Women showrunners get credit for reshaping TV worldview
We hear you, straight white guys. You hardly see yourselves on TV anymore. Seems like it’s all black people, LGBT people, chubby chicks, prison inmates and female butt-kickers now. Whom can you guys identity with? Must be frustrating.
Welcome to the club of “other” viewers. TV used to be dominated by the “universal” worldview of “ordinary” people — as defined by the mostly male series makers. Men were the default focus of stories supplying them with housewife helpmates, minority background faces and virtually no sexual orientations/identities other than their own. This cultural norm left “different” people on the sidelines, outside looking in. Until those “other” perspectives got a foot in the door, over the past 30 years, and especially the past 15. That expanding focus is chronicled in TV critic Joy Press’ scrupulously reported and lovingly written history “Stealing the Show,” subtitled “How Women Are Revolutionizing Television.” Press builds her chronological chapters around talks with series originators who just happen to be women, and who have redefined TV-normal by placing characters who just happen to be women/gay/whatever at the forefront.
Shows can now evoke “how it feels to be … a woman instead of what it’s like to look at them,” says Jill Soloway, creator of Amazon’s acclaimed “Transparent” tale of fluid identity, transsexual and otherwise.
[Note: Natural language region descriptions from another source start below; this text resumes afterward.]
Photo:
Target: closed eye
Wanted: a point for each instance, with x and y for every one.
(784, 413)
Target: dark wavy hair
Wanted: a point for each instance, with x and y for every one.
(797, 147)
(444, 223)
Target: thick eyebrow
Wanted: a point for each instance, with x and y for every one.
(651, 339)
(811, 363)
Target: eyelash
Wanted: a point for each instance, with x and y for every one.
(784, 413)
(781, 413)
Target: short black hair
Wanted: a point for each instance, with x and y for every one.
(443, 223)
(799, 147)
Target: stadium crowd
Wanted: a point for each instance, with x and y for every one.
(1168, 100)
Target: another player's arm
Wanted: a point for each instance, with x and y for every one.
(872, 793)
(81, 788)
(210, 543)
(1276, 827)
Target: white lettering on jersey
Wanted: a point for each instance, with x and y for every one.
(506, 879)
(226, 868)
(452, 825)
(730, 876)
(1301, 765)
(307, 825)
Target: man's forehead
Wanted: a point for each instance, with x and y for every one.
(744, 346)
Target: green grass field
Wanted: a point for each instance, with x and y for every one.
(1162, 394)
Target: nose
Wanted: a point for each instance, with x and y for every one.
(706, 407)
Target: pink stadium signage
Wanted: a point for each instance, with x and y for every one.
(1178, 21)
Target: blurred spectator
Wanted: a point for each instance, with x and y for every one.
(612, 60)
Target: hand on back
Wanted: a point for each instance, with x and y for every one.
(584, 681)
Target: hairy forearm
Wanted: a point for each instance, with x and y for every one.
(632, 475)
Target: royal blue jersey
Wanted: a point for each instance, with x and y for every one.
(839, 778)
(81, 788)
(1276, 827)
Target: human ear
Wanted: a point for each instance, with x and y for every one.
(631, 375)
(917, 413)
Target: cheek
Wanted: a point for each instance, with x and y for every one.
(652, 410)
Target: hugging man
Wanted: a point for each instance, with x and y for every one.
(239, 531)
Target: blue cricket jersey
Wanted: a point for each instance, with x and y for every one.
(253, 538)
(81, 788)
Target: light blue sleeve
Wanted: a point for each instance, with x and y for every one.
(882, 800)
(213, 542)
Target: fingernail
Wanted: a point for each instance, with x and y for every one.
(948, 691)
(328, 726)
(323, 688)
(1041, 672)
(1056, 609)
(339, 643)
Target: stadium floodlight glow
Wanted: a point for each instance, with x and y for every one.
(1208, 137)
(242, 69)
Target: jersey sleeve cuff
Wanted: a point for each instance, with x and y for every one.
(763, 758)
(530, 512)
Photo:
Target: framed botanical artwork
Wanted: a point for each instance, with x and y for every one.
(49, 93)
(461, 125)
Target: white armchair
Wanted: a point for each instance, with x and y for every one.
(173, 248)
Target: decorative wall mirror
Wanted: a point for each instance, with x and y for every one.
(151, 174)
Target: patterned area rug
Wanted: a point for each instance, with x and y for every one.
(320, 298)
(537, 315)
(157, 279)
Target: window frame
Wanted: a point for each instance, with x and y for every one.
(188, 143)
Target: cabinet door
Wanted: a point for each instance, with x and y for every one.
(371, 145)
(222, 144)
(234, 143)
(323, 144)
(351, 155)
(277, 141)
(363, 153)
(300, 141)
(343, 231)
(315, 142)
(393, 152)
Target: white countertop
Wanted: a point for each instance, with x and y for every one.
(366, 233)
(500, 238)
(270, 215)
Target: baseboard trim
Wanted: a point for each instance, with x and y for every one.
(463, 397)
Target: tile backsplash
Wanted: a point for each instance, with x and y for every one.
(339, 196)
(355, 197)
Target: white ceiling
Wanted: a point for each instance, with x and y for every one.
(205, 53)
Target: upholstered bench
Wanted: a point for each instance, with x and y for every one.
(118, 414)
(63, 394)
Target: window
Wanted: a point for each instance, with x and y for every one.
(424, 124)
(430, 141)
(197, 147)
Soloway revels in embracing the self-assurance that mainstream men have, “since they were born that it is their job to take up space and run.”
The idea of woman as center of her own universe, flaunting her opinions and finding her power, got its network TV kick-start from late-’80s sitcom “Murphy Brown,” contends Press. Candice Bergen’s bulldozing TV reporter was living “without any man in her life helping her out,” says series creator Diane English. Roseanne Barr’s “Roseanne” took that attitude home, as her working-class wife battled, Press writes, “to be a decent mom while making a living and not entirely letting go of her sense of self.”
“Roseanne” writer Amy Sherman-Palladino would go on to create The WB’s “Gilmore Girls,” reclaiming the term “girls” to describe its core relationship between a BFF mom and teen daughter. Their ultra-literate chatter upended what Press calls “a presumption that relegated a female-driven show to the cultural margins.”
(Here’s your cultural impact: “Gilmore” has already been revived by Netflix; the “Roseanne” cast picks up 20 years later on ABC on March 27; “Murphy” is due back on CBS this fall.)
With her 2005 stealth hospital hit “Grey’s Anatomy,” creator Shonda Rhimes kicked the doors wide open, casting women, blacks, gays and more “others” in lead roles written as if they were all, y’know, “regular” people. That approach built Rhimes into a production powerhouse handling up to a halfdozen dramas at a time.
Meanwhile, women writer-actors were demanding attention on-screen, too — Tina Fey on “Saturday Night Live” and “30 Rock,” Mindy Kaling on “The Mindy Project.”
Cable and streaming offered even greater freedom. HBO’s “Girls” stormed the “last frontier,” explicit female sexuality. Creator-star Lena Dunham’s average body, often seen casually naked, shocked male viewers long accustomed to model-thin women glammed up to please the “male gaze.” That subversion multiplied on Comedy Central’s sketch satire “Inside Amy Schumer” and girlbuddy-com “Broad City,” two more distinctive lenses on their creator-stars’ gender-fueled worldviews.
The personal tack extends behind the camera. Press explores how her showrunners encourage cast/crew bonding to “cultivate intimacy” and create a “safety bubble” in which to explore daring ideas. That embrace also extends to viewers, through the connective online blogs and social media embraced by women. Fans feel a keener sort of kinship, while social media’s amplifying power drives cultural impact.